Texas has benefited immensely from the Golden State’s determination to send its best employers and jobs to the Lone Star State, and it looks like those relocation efforts will continue—for years to come.
California Governor Jerry Brown just announced his plan to be the first state in the union to raise the minimum wage to $15.00 an hour, up from $10.00 an hour now.
The Democratically controlled state legislature—whose members are eager to claim they are giving a raise to lower-income workers while forcing employers to pay for their vote-buying largesse—will almost surely support the legislation.
The increase won’t be fully phased in until 2022—unless, of course, the state’s Democrats decide they want to accelerate the timeline to, say, 2020, or raise the wage even higher, which would make sense from their perspective.
Since supporters have convinced themselves that such a big minimum wage increase creates jobs and grows the economy, then imposing a $20.00 or $25.00 per hour minimum wage hike would be all economic upside.

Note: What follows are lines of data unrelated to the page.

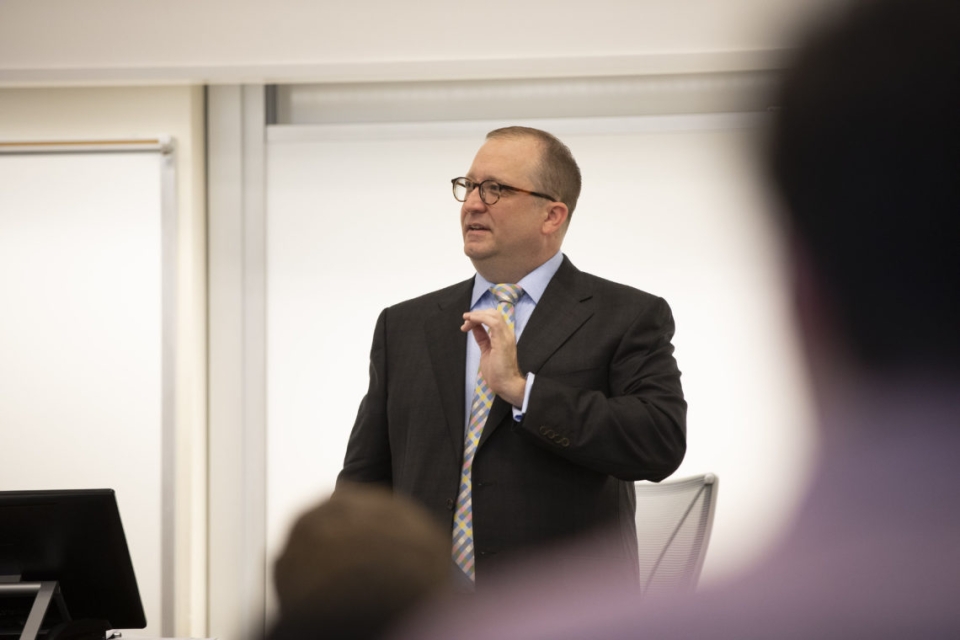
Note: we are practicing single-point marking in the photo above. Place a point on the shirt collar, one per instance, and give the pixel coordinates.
(533, 284)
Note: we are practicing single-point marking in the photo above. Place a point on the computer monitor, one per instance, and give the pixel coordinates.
(73, 538)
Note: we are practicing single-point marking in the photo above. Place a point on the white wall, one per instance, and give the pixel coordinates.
(112, 113)
(308, 40)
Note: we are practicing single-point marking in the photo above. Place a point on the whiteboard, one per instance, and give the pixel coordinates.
(81, 337)
(362, 217)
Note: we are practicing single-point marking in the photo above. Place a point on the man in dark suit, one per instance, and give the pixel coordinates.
(865, 154)
(587, 391)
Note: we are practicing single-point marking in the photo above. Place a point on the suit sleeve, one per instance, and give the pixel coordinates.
(624, 417)
(368, 449)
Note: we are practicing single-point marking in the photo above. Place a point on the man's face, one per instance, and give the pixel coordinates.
(505, 240)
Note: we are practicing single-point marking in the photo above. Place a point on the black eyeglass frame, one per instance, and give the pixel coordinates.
(500, 186)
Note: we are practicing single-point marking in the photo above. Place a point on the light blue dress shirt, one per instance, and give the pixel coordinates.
(533, 285)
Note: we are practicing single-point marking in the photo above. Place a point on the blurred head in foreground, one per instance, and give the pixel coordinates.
(356, 563)
(865, 154)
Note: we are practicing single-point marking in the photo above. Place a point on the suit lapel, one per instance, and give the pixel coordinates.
(560, 312)
(447, 346)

But, of course, hidden in all the happy talk are the other wage increases that will be required. If a company’s starting wage is $10.00 an hour, while people with months or even years of experience are getting $12.00, the latter won’t be happy being bumped up to $15.00 with the starters. They will reasonably want $17.00 or $18.00 an hour to recognize their seniority and experience.

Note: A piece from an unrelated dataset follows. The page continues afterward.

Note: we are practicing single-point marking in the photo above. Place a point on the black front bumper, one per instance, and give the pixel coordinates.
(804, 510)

In other words, the minimum wage increase is likely to push up wages for many making more than the minimum wage—which employers will have to cover.
California’s love affair with taxes, regulations and nanny-state obsessions has encouraged many of its businesses to “disinvest,” i.e., leave the state. By one estimate there have been some 9,000 disinvestments between 2008 and 2014. And the majority of those companies came to Texas.
Assuming the legislature passes Brown’s minimum wage bill, we can expect that number to rise even faster.
Former Texas Governor Rick Perry and current Governor Greg Abbott are doing their best to create jobs in Texas, but the governor doing more than anyone to create Texas jobs is—Jerry Brown.